Doctors classify tremors along two main axes, following guidelines from the International Parkinson and Movement Disorder Society. The first axis covers clinical characteristics: when the tremor started, which body parts are affected, what activates it (rest versus action), family history, and any accompanying neurological signs. The second axis addresses the underlying cause, whether it’s genetic, acquired, or unknown.

In practice, evaluation often starts with observation. A doctor will ask you to sit with your hands relaxed in your lap, then perform tasks like walking, extending your arms, and touching your nose. These maneuvers help distinguish a true resting tremor from action tremors and re-emergent tremors. Brain imaging, particularly scans that measure dopamine activity, can help confirm or rule out Parkinson’s disease when the diagnosis is uncertain.

Treatment Options

For resting tremor caused by Parkinson’s disease, the cornerstone treatment is levodopa, a medication the brain converts into dopamine. It remains the most effective drug for controlling all the major motor symptoms of Parkinson’s, including tremor. Many people see meaningful improvement, though the degree of tremor relief varies. Some tremors respond well; others are stubbornly resistant.

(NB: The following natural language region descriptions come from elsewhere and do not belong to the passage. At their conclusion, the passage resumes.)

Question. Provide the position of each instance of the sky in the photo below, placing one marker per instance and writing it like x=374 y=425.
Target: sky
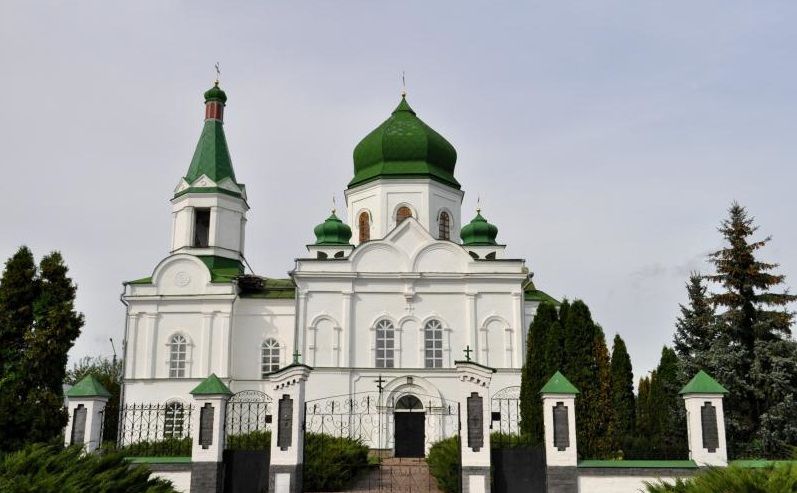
x=606 y=139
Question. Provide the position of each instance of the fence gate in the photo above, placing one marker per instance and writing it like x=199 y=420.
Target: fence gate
x=518 y=466
x=247 y=448
x=394 y=432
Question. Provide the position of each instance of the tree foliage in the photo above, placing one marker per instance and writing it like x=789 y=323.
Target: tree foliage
x=622 y=391
x=53 y=469
x=542 y=361
x=38 y=325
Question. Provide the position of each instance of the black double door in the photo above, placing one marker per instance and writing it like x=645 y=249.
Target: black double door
x=409 y=434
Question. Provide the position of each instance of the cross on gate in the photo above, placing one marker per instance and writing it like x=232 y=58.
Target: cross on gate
x=379 y=381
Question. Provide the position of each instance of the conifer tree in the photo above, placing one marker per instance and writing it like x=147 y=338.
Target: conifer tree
x=622 y=381
x=534 y=374
x=754 y=319
x=695 y=329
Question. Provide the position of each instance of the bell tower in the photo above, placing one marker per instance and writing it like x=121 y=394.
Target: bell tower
x=209 y=205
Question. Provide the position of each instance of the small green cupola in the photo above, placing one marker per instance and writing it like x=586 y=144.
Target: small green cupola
x=333 y=231
x=479 y=232
x=403 y=146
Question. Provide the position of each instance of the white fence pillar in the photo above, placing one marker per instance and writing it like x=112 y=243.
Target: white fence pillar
x=559 y=420
x=287 y=437
x=474 y=401
x=207 y=444
x=705 y=420
x=87 y=400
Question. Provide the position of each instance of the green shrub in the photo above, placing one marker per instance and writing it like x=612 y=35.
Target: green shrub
x=170 y=447
x=444 y=464
x=331 y=463
x=43 y=468
x=780 y=478
x=254 y=440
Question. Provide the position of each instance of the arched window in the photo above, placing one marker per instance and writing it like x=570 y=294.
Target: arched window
x=178 y=349
x=433 y=344
x=385 y=344
x=269 y=357
x=364 y=225
x=402 y=213
x=444 y=224
x=173 y=420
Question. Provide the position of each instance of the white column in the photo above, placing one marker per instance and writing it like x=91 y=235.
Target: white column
x=474 y=397
x=287 y=436
x=705 y=412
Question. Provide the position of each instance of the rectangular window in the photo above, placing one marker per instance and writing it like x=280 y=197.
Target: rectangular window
x=201 y=228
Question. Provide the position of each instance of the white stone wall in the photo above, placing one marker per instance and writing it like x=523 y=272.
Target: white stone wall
x=617 y=484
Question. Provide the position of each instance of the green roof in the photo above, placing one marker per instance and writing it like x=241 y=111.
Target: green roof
x=558 y=384
x=702 y=383
x=478 y=232
x=88 y=387
x=211 y=386
x=333 y=231
x=283 y=289
x=650 y=464
x=403 y=146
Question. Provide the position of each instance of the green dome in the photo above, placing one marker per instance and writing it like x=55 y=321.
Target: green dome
x=404 y=146
x=333 y=231
x=215 y=94
x=479 y=232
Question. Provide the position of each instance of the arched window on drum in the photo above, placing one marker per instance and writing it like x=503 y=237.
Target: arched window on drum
x=402 y=213
x=364 y=226
x=444 y=226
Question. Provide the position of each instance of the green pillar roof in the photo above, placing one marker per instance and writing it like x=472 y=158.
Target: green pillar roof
x=88 y=387
x=558 y=384
x=403 y=146
x=479 y=232
x=333 y=231
x=702 y=383
x=211 y=386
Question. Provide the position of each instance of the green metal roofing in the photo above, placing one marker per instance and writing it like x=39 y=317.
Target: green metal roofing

When medications don’t adequately control the tremor, or when side effects at effective doses become intolerable, surgical options come into play. Deep brain stimulation (DBS) involves implanting thin electrodes in specific brain targets, most commonly the subthalamic nucleus or the ventral intermediate nucleus of the thalamus (the same region involved in generating the tremor). A small device similar to a pacemaker sends electrical pulses that disrupt the abnormal signals. Another option, focused ultrasound, uses concentrated sound waves to precisely destroy the tiny cluster of thalamic cells driving the tremor, without any incision. Both approaches produce marked improvement even in tremors that haven’t responded to medication.

For drug-induced resting tremor, the most important step is identifying and, when possible, adjusting or replacing the offending medication. This decision involves weighing the tremor against the condition the drug was originally prescribed to treat, which is why it requires careful coordination with the prescribing doctor.